The most basic method of casting silver bar is the open casting method. This method is similar to making gelatin dessert or ice cubes. The scrap silver or silver nuggets are put in a carrying crucible and heated in high temperature in an induction furnace. Once the silver turns to liquid, it is then poured in molds, covered to avoid shrinkage and absorption of oxygen, and allowed to cool to solidify.

Closed casting on the other hand is done by pouring molten silver in a closed mould using a gating system and then closed to allow the silver to cool and harden. Sometimes water is poured on the mould to accelerate hardening. This is one of the most widely used procedure in creating silver bars.

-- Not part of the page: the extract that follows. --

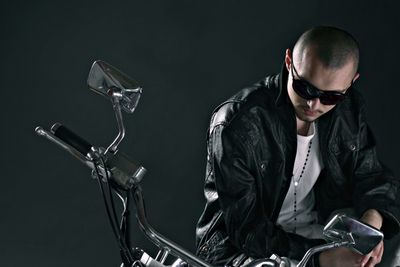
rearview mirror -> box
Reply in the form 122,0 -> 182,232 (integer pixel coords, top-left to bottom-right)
323,214 -> 383,255
87,60 -> 142,113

The vacuum pressure casting is often used and it uses a sophisticated machine for the sole purpose of casting silver. The initial procedure of liquefying silver is similar with other methods but the sequence of pouring molten silver in the mold is automatic and dependent on the machine’s specification. The advantage of vacuum pressure casting machine is reflected on the quality of the finished product it produces. This machine is usually utilized in making fine silver bars and coins that have delicate designs.

The molds that are used in casting silver bars are usually made of stainless steel. This material may last a lifetime but is quite expensive and is generally used for large scale production of silver bars. An alternative material used by many small scale manufacturers is graphite and ceramic. Graphite or ceramic mold, although may last only after a few rounds cost far cheaper than stainless steel mold. They are used commonly by big manufacturers as test molds before making a final mold of stainless steel.

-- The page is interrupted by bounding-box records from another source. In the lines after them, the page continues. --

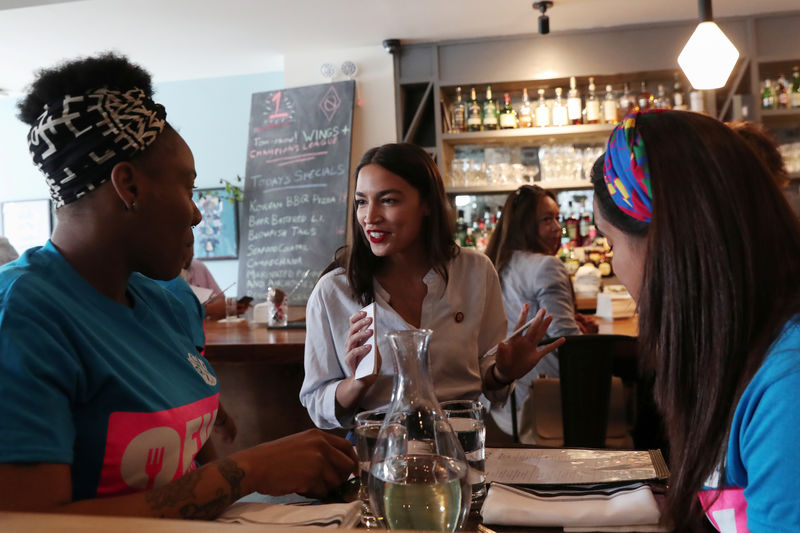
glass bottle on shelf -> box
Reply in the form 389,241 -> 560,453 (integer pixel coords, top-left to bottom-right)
653,83 -> 672,109
775,74 -> 789,109
603,84 -> 620,124
369,329 -> 472,532
483,85 -> 499,130
672,74 -> 689,111
689,87 -> 706,113
619,81 -> 636,117
500,93 -> 517,130
585,77 -> 600,124
761,78 -> 775,109
636,81 -> 655,111
553,87 -> 569,126
519,88 -> 533,128
452,87 -> 467,133
567,76 -> 583,124
536,89 -> 550,128
789,67 -> 800,107
467,87 -> 483,131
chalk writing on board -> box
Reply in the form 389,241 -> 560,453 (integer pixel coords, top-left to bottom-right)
234,81 -> 355,305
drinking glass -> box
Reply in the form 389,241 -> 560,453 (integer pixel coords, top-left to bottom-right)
355,409 -> 386,529
441,400 -> 486,510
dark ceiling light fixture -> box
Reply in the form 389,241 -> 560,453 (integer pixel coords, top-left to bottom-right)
533,1 -> 553,35
678,0 -> 739,89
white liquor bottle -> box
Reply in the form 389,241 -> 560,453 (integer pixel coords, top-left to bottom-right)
567,76 -> 583,124
603,85 -> 619,124
553,87 -> 569,126
536,89 -> 550,128
586,78 -> 600,124
519,88 -> 533,128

In 2008, more refineries are utilizing open cast methods in making silver bars. This was due to safety and health concerns brought up by the London Bullion Market Association. The organization also insisted that only open-cast silver bars will be accepted as London Good Delivery starting from January 1, 2008. According to the organization, silver bars produced by closed-casting (or gated molds) have sharp edges on the part where the sprue was removed; this pose as a problem when handling. The method of pouring water to accelerate the cooling of the mold also produces some cavities on the bar that could trap water inside. The trapped water within the silver bars may cause a very dangerous steam when the bar is remelted and may sometimes cause a molten metal explosion.

Aside from open-cast method in making silver bars, the LBMA also implemented some fundamental requirements in order for a refinery to gain the accreditation of London Good Delivery. Included in the requirements is the overall appearance of silver bar. Having that said, no surface cavities, excessive shrinkage and bubbles; and the bar must have no sharp edges for easy handling, and can be stacked safely.